Gambar 1. Arteri temporalis

Arteritis temporalis menunjukkan predileksi untuk arteri vertebralis, arteri subklavia,


dan cabang-cabang ekstrakranial dari arteri karotid (yaitu, superficial temporal,
oftalmik, oksipital, dan arteri ciliary posterior).
III.

Epidemiologi
Insidensi arteritis temporalis di Olmsted County, Minnesota, Amerika Serikat
pada tahun 1975, prevalensi adalah 133 kasus per 100.000 pada orang yang berusia
50 tahun atau lebih. Insidensi arteritis temporalis di Skandinavia adalah 23,3-33,6 per
100.000 pada orang yang berusia 50 tahun atau lebih.
Prevalensi sangat tergantung pada jumlah individu yang berusia 50 tahun atau
lebih tua, usia rata-rata onset adalah 75 tahun. Negara-negara dengan harapan hidup
yang lebih rendah memiliki prevalensi yang lebih rendah.
Penyakit ini lebih sering menyerang perempuan dengan rasio perempuan dan
laki-laki kira-kira 3,7:1.

IV.

Etiologi
Etiologi arteritis temporal adalah multifaktorial dan ditentukan oleh faktor
lingkungan dan genetik. Data menunjukkan bahwa penyakit ini mungkin disebabkan
oleh paparan antigen eksogen. Banyak virus dan bakteri telah diusulkan berpotensial,
termasuk parvovirus, virus parainfluenza, varicella zoster virus, Chlamydia
pneumoniae, dan Mycoplasma pneumoniae.
Sel T direkrut ke dinding pembuluh darah setelah paparan awal antigen.
Mereka melepaskan sitokin yang bekerja pada makrofag lokal dan sel raksasa berinti
banyak. Respon dari makrofag dan sel raksasa berinti banyak dengan sitokin
tergantung pada lokasi mereka dalam dinding pembuluh darah.
Adventitia berbasis makrofag menghasilkan interleukin-6 (IL-6), yang
selanjutnya menambah kaskade inflamasi. Makrofag dalam media menghasilkan
radikal oksigen bebas dan metalloproteases, yang menghancurkan dinding arteri dan
fragmen lamina elastis.

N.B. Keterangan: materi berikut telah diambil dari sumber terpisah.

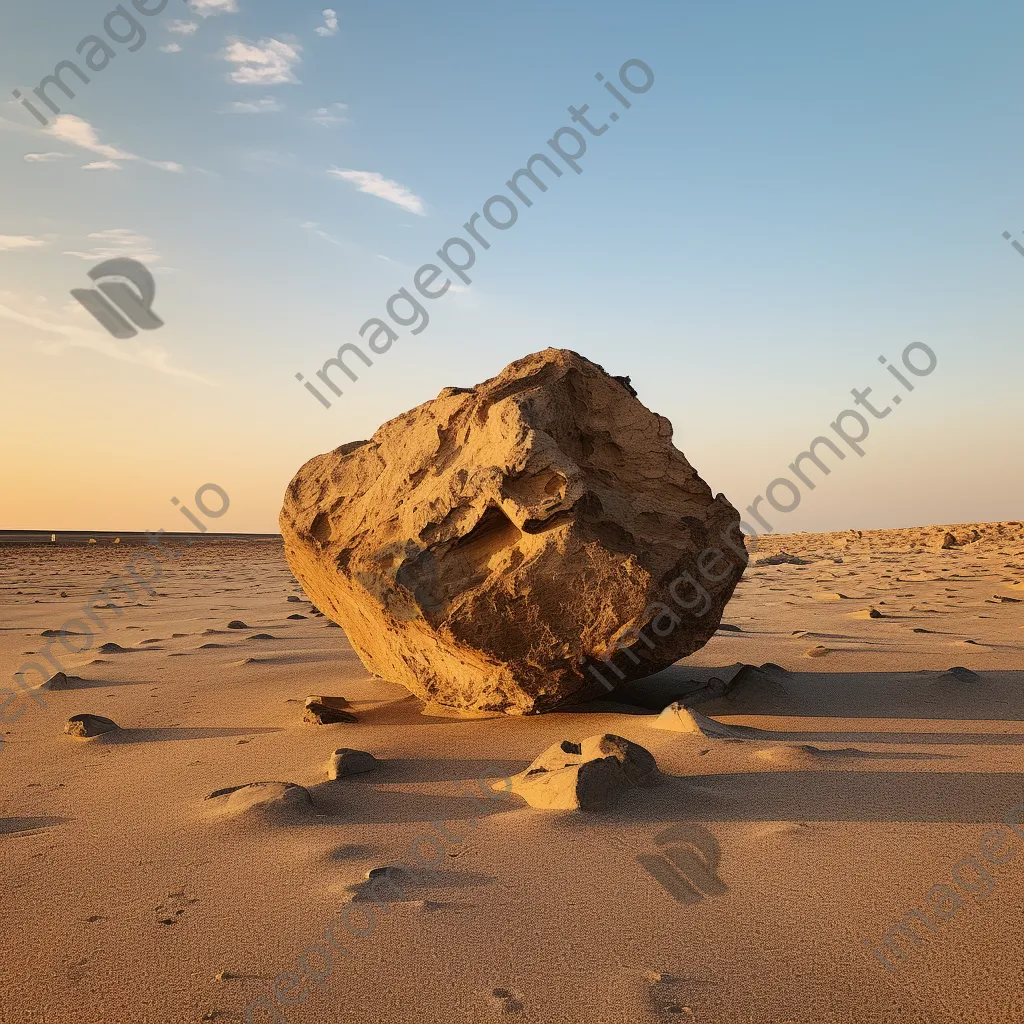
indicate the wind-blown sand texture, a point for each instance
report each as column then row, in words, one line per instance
column 754, row 883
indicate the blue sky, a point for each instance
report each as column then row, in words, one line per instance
column 804, row 187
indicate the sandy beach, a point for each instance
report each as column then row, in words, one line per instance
column 759, row 881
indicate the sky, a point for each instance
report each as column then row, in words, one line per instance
column 803, row 188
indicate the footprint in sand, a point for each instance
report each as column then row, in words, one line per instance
column 506, row 1000
column 668, row 993
column 867, row 613
column 173, row 908
column 686, row 865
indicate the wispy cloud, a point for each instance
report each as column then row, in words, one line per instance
column 376, row 184
column 330, row 26
column 265, row 105
column 72, row 327
column 75, row 131
column 314, row 228
column 329, row 116
column 270, row 61
column 210, row 8
column 8, row 243
column 119, row 242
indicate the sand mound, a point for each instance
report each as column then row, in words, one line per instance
column 269, row 800
column 60, row 681
column 451, row 546
column 677, row 718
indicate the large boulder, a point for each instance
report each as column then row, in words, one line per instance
column 491, row 548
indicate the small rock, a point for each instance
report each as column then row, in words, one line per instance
column 588, row 776
column 320, row 714
column 346, row 761
column 87, row 726
column 327, row 701
column 782, row 558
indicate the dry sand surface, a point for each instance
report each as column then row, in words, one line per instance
column 755, row 883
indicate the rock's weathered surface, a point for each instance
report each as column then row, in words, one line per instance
column 316, row 713
column 346, row 761
column 87, row 726
column 587, row 776
column 491, row 548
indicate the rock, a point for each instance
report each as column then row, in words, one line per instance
column 754, row 687
column 958, row 676
column 327, row 701
column 488, row 549
column 320, row 714
column 87, row 726
column 345, row 761
column 266, row 799
column 782, row 558
column 587, row 776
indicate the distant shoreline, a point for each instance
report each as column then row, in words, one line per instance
column 108, row 538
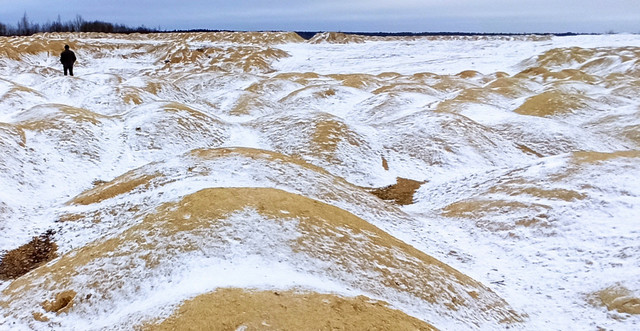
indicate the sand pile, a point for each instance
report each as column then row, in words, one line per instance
column 278, row 310
column 348, row 179
column 150, row 255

Dengan gangguan dari lamina elastis internal, intima migrasi
menjadi myofibroblasts, yang berproliferasi dan menjadi matriks ekstraseluler.
Proses migrasi didorong oleh intima berbasis makrofag yang menghasilkan
platelet-derived growth factor (PDGF) dan faktor pertumbuhan endotel vaskular
(VEGF). Efek dari peristiwa ini adalah arteritis dengan kehancuran vaskular lokal dan
hiperplasia intimal menyebabkan stenosis luminal dan oklusi.

V.

Patofisiologi
Arteritis temporalis merupakan penyakit imunitas seluler. Kerusakan
vaskulitis dimediasi oleh CD4+ yang diaktifkan sel T helper dalam menanggapi
antigen yang disajikan oleh makrofag. Respon inflamasi primer mempengaruhi
lamina elastis internal. Sel raksasa berinti banyak, yang merupakan ciri histologis
arteritis temporalis, mungkin berisi fragmen serat elastis. Antigennya tidak diketahui,
tetapi elastin tetap merupakan suspek yang penting.
Arteri temporal superfisial terlibat dalam sebagian besar pasien. Distribusi
topografi arteritis temporalis, yang mencerminkan predileksi untuk lamina elastis
internal, termasuk lengkungan aorta dan cabang-cabangnya.Arteritis temporalis tidak
menyebabkan luas vaskulitis serebral intrakranial, karena arteri intrakranial kurang
mempunyai lamina elastis internal. Arteritis temporalis tidak melibatkan arteri
cervicocephalic, termasuk arteri karotis dan vertebralis. Ini biasanya mempengaruhi
arteri dalam pola berikut:
Arteri carotis eksterna dan interna ekstrakranial dan segmen proksimal

intracranial
Cabang Intraorbital, terutama posterior ciliary dan arteri oftalmik
Arteri vertebralis
Arteritis vertebra merupakan ekstrakranial, tetapi dapat memperpanjang

sampai intracranial selama kira-kira 5 mm di luar penetrasi dural.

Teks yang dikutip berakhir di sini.